NVIDIA has introduced a brand new graphics processor that, it hopes, will present the computational energy required for “massive-context processing” in synthetic intelligence methods — to a claimed million-token scale.
“The Vera Rubin platform will mark one other leap within the frontier of AI computing — introducing each the next-generation Rubin GPU and a brand new class of processors referred to as CPX,” Jensen Huang, NVIDIA founder and chief government officer, says of the corporate’s newest launch. “Simply as RTX revolutionized graphics and bodily AI, Rubin CPX is the primary CUDA GPU purpose-built for massive-context AI, the place fashions cause throughout hundreds of thousands of tokens of information without delay.”
NVIDIA has unveiled a brand new class of GPU that it hopes will push LLMs, VLMs, and different fashions to a million-token context window scale: Rubin CPX. (📷: NVIDIA)

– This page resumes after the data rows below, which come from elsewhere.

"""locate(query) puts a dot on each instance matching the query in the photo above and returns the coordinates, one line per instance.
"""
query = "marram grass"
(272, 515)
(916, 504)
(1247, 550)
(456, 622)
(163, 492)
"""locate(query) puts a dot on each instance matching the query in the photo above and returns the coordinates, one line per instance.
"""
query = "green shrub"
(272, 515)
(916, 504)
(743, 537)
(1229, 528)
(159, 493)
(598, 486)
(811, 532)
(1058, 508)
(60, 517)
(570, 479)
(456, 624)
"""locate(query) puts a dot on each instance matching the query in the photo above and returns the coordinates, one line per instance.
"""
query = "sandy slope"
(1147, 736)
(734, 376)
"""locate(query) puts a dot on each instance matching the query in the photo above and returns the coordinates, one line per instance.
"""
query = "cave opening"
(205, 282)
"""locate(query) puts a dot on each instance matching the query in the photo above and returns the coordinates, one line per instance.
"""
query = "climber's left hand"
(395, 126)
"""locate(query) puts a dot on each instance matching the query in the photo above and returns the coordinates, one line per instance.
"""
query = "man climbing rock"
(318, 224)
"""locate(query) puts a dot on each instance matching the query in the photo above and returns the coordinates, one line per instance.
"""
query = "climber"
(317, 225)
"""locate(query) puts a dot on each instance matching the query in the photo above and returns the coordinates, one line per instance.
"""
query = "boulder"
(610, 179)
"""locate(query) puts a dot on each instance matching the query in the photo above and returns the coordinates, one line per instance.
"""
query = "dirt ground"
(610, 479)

The big language fashions (LLMs) underpinning the present AI growth are statistical token manipulators: educated on huge troves of often-illegitimately-gained knowledge, they boil all the things down into “tokens” — then, when introduced with an enter immediate that itself has been changed into tokens, reply with probably the most statistically-likely tokens by means of continuation. If all has gone properly, these tokens characterize a solution to your question; in any other case, they characterize an answer-shaped object that, the LLM being fully incapable of something resembling thought or reasoning no matter advertising and marketing departments’ claims in any other case, can have little or no resemblance to info or actuality.

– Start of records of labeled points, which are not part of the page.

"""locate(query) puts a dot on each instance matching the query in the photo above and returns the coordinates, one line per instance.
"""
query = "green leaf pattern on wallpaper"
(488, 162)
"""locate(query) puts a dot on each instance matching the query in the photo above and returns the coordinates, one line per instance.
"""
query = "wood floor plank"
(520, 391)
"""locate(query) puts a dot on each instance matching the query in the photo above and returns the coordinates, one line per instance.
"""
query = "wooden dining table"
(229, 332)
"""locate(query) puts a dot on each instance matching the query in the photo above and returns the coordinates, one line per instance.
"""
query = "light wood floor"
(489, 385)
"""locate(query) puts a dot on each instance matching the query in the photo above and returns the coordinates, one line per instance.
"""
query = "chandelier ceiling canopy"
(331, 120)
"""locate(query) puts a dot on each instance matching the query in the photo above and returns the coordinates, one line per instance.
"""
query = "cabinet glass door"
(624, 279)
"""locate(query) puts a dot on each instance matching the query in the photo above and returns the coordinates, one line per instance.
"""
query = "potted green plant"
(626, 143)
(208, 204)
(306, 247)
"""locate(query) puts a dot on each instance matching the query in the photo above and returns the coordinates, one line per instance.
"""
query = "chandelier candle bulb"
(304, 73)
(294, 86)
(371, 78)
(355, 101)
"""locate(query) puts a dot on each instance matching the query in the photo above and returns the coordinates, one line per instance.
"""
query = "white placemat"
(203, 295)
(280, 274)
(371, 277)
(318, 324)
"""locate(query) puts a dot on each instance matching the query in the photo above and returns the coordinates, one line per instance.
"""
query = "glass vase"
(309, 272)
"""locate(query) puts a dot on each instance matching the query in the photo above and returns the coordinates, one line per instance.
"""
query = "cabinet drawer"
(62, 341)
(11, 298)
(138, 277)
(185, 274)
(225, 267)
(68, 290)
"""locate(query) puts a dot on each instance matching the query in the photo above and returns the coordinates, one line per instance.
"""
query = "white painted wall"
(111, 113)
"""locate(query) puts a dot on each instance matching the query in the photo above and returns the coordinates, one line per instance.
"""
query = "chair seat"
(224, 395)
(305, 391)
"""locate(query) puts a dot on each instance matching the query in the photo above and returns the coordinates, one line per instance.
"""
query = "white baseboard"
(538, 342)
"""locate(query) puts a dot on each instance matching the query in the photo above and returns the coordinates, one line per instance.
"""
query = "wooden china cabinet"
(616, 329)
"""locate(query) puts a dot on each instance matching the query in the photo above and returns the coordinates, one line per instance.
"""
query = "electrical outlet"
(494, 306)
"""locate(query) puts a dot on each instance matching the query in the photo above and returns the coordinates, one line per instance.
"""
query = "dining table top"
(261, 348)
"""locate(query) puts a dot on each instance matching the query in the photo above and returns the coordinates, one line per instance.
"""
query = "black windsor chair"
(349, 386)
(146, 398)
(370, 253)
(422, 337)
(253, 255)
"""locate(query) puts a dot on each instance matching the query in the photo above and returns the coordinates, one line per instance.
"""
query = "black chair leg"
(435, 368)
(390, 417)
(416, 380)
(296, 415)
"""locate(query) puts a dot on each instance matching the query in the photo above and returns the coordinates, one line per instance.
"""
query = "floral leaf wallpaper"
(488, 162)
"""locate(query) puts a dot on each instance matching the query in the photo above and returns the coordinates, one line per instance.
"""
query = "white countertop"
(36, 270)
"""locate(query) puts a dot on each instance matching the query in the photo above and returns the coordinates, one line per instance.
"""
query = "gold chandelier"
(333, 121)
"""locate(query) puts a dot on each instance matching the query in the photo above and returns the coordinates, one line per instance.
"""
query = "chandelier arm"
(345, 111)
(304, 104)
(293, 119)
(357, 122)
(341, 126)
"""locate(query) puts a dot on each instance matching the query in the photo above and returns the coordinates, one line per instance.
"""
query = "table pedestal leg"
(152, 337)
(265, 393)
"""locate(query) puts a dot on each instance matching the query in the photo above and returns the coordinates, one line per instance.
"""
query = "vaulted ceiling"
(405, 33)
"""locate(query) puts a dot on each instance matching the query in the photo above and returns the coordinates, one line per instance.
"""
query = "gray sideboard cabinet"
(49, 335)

The extra tokens you’ll be able to present, the extra possible the answer-shaped token stream supplied can be of use — however the computational complexity will increase, leaving most fashions restricted to comparatively small “context home windows.” That is the place Rubin, named for astronomer and physicist Vera Rubin, is available in, with NVIDIA claiming it supplies a option to scale LLMs and different generative AI fashions — together with picture and video era fashions, which work equally — to context home windows of as much as one million tokens.
The Rubin CPX, NVIDIA claims, delivers as much as 30 peta floating-point operations per second (petaFLOPS) of NVFP4 precision compute, and contains 128GB of GDDR7 reminiscence — swapping the efficiency of high-bandwidth reminiscence for the power to cram extra on the board. In comparison with NVIDIA’s Grace-Blackwell GB300 NVL72 methods, the corporate says it could actually ship a tripling in consideration efficiency — a mannequin’s skill to course of context sequences.

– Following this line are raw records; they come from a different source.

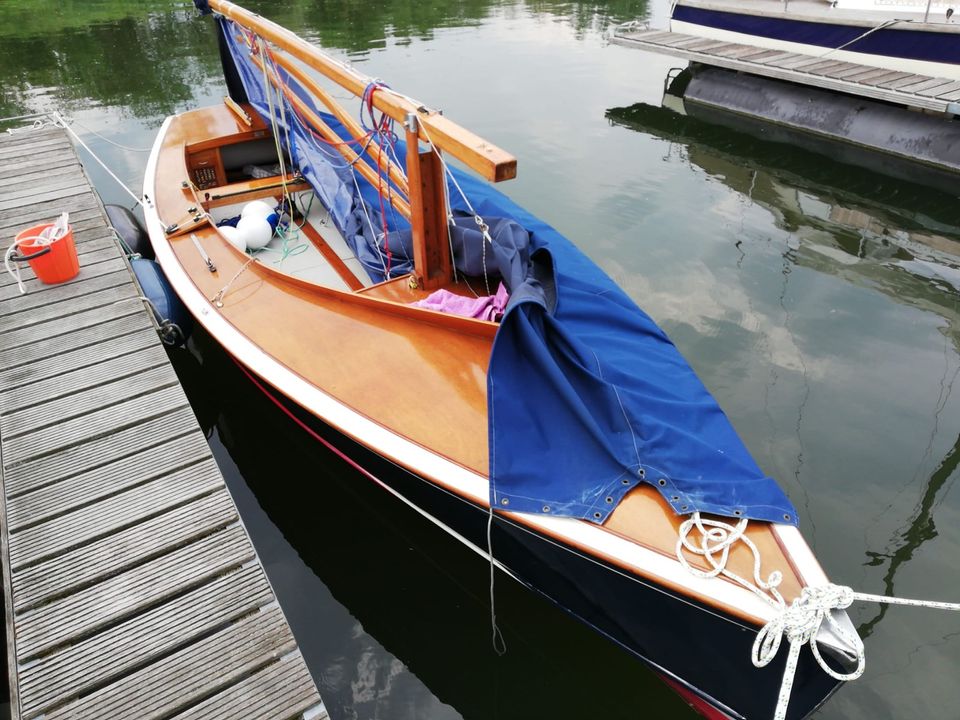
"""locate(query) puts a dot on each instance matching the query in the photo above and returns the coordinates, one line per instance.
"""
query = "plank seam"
(91, 438)
(118, 528)
(174, 382)
(101, 498)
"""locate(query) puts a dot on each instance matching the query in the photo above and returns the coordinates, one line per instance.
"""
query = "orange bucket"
(52, 263)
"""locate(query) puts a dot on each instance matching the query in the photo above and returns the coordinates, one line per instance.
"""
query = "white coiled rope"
(800, 621)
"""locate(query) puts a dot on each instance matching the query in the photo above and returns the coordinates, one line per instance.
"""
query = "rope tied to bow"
(801, 621)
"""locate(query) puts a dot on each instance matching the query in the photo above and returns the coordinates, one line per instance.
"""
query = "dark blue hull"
(897, 41)
(706, 651)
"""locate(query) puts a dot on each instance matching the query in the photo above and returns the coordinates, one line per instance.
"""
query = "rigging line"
(60, 121)
(269, 90)
(881, 26)
(106, 139)
(373, 233)
(499, 644)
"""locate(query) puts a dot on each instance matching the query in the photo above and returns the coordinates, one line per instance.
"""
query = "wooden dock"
(822, 71)
(131, 587)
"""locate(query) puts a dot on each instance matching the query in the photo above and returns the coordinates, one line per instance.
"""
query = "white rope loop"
(801, 621)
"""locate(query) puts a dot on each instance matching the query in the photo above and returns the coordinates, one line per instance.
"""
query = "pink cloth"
(488, 307)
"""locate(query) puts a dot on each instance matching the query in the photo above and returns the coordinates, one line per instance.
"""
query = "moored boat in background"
(906, 37)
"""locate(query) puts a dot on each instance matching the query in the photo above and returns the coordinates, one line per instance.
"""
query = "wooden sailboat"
(406, 393)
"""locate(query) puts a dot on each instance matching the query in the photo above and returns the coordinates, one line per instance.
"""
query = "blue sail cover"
(587, 397)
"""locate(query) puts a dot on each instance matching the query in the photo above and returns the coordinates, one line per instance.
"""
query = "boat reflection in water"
(391, 614)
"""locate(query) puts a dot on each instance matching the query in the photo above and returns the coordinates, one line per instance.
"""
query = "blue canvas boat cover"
(587, 397)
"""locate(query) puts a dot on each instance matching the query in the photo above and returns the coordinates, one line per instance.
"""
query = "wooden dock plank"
(74, 380)
(67, 532)
(102, 422)
(131, 587)
(95, 279)
(98, 453)
(116, 553)
(36, 347)
(81, 614)
(72, 308)
(86, 488)
(191, 674)
(941, 90)
(111, 391)
(135, 643)
(280, 690)
(92, 258)
(131, 336)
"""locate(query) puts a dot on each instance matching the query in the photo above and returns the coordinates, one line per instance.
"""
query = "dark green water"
(817, 301)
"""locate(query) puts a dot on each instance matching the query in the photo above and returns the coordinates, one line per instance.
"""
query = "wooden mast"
(425, 186)
(473, 151)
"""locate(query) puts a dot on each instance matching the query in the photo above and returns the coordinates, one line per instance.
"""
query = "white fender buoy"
(255, 232)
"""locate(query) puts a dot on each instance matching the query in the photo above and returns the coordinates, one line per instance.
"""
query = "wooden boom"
(476, 153)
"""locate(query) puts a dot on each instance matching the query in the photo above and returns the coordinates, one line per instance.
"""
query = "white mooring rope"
(800, 621)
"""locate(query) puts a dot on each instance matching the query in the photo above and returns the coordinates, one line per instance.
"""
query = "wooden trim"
(249, 190)
(490, 161)
(457, 323)
(255, 134)
(431, 249)
(242, 114)
(331, 257)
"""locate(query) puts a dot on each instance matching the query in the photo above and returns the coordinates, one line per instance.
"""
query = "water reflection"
(891, 236)
(153, 58)
(391, 614)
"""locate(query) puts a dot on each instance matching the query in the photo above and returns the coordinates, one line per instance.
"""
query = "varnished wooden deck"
(131, 587)
(901, 88)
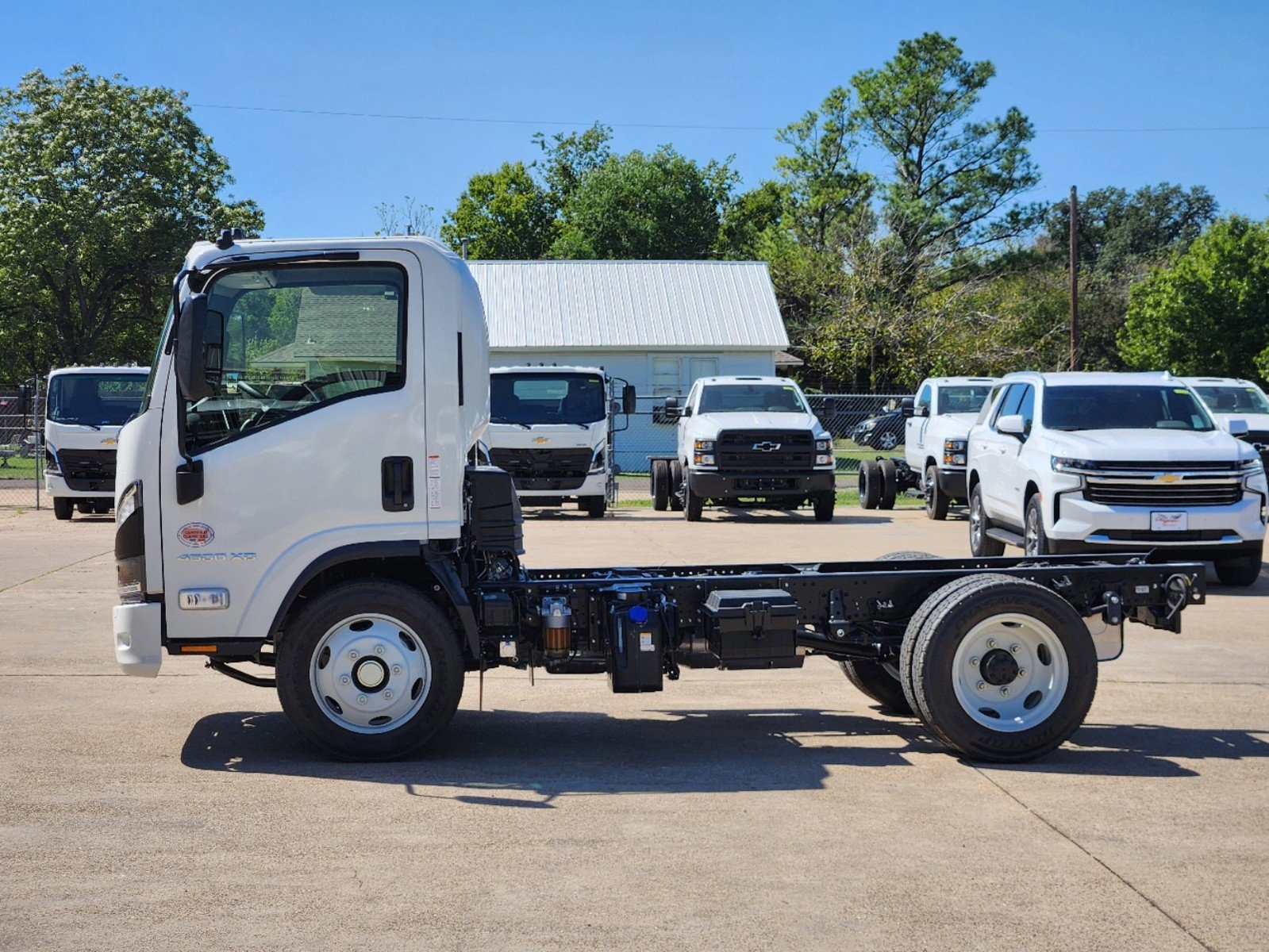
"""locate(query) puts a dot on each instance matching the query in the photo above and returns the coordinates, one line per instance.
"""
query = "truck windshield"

A rack stuffed with 144 Rubin CPX, 144 Rubin, and 36 Vera chips will ship a claimed eight exaFLOPS of NVFP4 compute. (📷: NVIDIA)
The corporate is not anticipating anybody to utilize a single Rubin CPX, although: NVIDIA envisions the boards being mixed with non-CPX Rubin GPUs and Vera CPUs, displaying off a fully-stocked rack implementation dubbed the Vera Rubin NVL144 CPX — a mix of 144 Rubin CPX GPUs, 144 plain Rubin CPUs, and 36 Vera CPUs for a complete of eight exaFLOPS of NVFP4 compute. Whereas that is unlikely to be low-cost, NVIDIA makes a daring declare of profitability: $100 million spent on its Rubin-based {hardware} may ship, the corporate claims, “as a lot as” $5 billion in income.
Extra info on the Rubin CPX is offered on the NVIDIA Developer Technical Weblog; {hardware} is anticipated to develop into obtainable on the finish of subsequent yr — at an as-yet introduced value level.